As was recently discussed on the NTAA’s Tax on the Couch, traditionally, if a trust simply retained funds representing an Unpaid Present Entitlement (‘UPE’) in favour of a bucket company (and no payments, loans or forgiven debts were made by the trust to the company’s shareholders or their associates), it was generally accepted that Division 7A (i.e., a deemed dividend) did not automatically apply.
However, practitioners were forced to dramatically re-think these traditional views and practices on 16 December 2009, when the ATO released the draft version of Taxation Ruling TR 2010/3. In particular, the ATO reconsidered its previous position, instead taking the view that a ‘bucket’ company (being part of the same controlled ‘family group’ as the distributing trust) made a ‘loan’ to the trust for Division 7A purposes, simply by not calling for the UPE to be paid.
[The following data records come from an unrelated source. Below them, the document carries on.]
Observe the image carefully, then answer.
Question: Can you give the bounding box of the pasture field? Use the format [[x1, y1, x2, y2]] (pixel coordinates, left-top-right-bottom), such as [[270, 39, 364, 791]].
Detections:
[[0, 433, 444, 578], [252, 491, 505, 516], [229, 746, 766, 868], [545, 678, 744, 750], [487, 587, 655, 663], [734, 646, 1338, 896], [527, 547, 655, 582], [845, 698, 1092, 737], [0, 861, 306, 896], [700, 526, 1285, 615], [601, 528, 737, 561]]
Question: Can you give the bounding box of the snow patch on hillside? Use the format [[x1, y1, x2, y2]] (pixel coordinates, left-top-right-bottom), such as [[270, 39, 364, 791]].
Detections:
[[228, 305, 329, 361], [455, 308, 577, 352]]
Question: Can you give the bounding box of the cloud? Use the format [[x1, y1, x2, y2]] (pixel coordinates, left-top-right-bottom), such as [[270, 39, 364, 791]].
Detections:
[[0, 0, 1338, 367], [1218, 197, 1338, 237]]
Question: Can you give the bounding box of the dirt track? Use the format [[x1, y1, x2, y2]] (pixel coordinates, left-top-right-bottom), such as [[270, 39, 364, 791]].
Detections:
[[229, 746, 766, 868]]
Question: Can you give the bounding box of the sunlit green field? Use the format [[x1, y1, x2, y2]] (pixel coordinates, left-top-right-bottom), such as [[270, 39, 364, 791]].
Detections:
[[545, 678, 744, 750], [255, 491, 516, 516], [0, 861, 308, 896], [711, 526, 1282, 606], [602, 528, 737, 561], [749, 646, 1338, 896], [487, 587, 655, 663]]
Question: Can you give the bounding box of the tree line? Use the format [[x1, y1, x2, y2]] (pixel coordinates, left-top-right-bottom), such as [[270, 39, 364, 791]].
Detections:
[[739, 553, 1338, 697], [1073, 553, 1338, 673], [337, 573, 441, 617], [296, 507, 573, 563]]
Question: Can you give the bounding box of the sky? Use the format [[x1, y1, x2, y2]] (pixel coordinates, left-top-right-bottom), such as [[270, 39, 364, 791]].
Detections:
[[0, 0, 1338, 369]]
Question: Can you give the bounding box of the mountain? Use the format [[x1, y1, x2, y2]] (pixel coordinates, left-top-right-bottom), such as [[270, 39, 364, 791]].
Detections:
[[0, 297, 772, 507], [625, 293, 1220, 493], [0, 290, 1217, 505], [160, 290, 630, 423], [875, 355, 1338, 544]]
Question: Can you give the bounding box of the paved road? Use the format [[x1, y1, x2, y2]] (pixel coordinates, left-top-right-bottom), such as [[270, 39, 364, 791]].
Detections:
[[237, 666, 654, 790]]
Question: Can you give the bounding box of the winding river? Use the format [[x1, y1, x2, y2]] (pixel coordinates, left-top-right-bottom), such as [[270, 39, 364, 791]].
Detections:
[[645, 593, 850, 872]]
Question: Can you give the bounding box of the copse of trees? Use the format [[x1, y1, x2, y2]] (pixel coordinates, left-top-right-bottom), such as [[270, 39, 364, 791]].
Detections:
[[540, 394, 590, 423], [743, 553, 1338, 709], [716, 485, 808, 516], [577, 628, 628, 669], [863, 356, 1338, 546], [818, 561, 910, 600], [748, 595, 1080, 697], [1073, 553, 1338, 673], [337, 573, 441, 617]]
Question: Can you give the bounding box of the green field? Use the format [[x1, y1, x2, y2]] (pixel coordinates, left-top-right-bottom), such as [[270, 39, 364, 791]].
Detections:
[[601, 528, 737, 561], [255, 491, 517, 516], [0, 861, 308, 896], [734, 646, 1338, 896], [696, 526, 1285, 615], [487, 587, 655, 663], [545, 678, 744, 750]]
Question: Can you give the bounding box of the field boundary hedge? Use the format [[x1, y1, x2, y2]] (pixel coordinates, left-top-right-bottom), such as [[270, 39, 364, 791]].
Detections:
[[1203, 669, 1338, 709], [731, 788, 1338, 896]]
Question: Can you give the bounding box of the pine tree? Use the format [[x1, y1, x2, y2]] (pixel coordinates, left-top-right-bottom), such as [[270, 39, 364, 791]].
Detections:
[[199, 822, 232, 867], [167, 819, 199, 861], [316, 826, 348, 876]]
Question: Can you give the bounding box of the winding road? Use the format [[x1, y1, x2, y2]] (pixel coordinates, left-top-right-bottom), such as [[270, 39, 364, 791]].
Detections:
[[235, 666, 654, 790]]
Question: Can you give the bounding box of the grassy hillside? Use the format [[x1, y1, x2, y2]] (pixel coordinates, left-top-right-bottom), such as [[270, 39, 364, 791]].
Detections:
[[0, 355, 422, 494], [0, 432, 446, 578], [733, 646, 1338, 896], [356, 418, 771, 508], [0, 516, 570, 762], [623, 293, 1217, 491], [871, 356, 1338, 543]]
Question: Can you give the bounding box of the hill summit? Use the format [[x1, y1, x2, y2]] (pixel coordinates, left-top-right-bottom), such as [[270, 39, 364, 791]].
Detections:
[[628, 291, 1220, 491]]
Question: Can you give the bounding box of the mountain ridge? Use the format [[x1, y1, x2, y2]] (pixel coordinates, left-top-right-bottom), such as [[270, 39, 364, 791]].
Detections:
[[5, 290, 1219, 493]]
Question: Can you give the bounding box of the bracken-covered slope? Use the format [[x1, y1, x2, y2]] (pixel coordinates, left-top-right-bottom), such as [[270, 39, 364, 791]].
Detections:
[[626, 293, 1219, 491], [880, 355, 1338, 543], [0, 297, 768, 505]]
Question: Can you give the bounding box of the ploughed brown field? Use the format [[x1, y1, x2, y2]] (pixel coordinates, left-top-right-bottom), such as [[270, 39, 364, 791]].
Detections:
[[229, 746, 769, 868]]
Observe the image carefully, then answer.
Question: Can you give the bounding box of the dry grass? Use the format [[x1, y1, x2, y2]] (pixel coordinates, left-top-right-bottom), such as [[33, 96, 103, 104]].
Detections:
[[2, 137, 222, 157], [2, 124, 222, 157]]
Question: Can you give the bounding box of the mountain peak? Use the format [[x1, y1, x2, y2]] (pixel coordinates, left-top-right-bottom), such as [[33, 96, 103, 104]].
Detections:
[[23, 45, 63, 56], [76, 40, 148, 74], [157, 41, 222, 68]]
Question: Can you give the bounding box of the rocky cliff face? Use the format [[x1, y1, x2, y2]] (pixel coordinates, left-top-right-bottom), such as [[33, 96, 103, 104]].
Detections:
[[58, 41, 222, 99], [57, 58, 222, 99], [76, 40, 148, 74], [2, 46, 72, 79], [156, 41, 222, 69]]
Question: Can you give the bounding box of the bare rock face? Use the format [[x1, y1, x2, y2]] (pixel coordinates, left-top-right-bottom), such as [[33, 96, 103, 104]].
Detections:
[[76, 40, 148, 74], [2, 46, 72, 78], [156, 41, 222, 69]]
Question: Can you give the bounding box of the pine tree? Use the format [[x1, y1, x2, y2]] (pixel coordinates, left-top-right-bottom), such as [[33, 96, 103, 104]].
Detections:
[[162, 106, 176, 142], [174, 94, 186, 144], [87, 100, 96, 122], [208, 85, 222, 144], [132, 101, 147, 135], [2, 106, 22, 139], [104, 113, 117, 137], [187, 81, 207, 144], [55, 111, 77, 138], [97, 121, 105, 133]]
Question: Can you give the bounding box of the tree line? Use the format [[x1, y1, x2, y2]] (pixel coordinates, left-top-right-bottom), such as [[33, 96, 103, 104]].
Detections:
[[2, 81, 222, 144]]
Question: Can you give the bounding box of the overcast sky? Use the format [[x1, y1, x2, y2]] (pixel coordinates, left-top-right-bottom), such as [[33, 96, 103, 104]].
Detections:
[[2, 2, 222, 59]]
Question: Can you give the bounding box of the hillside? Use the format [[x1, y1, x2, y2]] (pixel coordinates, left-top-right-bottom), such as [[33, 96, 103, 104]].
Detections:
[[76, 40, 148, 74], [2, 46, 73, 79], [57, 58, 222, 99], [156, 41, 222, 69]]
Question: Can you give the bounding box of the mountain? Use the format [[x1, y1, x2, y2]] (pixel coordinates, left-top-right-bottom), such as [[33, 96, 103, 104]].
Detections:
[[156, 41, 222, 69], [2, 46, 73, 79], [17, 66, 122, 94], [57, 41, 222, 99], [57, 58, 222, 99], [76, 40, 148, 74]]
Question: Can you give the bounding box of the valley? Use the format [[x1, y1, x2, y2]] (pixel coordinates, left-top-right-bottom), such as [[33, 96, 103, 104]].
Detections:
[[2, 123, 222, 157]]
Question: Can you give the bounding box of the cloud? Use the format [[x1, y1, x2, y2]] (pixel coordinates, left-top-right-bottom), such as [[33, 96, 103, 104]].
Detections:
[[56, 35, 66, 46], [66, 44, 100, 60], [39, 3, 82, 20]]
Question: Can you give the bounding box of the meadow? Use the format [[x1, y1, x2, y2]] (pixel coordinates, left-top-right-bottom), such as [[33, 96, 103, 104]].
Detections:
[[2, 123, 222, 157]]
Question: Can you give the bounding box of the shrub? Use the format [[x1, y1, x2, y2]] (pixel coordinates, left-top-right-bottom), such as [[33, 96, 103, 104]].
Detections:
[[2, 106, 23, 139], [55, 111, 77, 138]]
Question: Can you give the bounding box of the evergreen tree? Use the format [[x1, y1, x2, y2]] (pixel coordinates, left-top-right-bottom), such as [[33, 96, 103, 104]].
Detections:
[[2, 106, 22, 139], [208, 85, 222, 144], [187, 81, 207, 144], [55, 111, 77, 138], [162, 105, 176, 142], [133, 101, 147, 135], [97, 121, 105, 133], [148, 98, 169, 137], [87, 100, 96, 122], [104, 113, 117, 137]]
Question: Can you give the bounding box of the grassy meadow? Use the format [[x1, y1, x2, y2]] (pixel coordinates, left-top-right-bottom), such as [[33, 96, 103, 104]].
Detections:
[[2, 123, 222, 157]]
As a result of this changed position, where a trust creates a UPE in favour of a bucket company on or after 16 December 2009, the trust needs to either pay out the UPE/loan to the ‘bucket’ company, put the UPE on sub-trust in accordance with PS LA 2010/4, or convert the UPE to a loan under a Division 7A loan agreement.
Where a taxpayer elects to put the UPE on sub-trust for the sole benefit of the ‘bucket company’, they may choose one of three sub-trust investment options set out in PS LA 2010/4. One of the most popular sub-trust arrangements is ‘investment option 1’, which allows for a 7-year interest only loan. Interest is payable annually with the repayment of the principal required at the end of the 7-year term.
For example, if a sub-trust was created on 15 May 2011 (i.e., with respect to a 30 June 2010 UPE), the principal must be repaid to the bucket company by 15 May 2018. However, the ATO has recently released Practical Compliance Guideline PCG 2017/13 which effectively extends the term of some of these investment option 1 loans for a further 7 years (i.e., under a new complying Division 7Aloan), creating significant cash flow benefits for eligible taxpayers.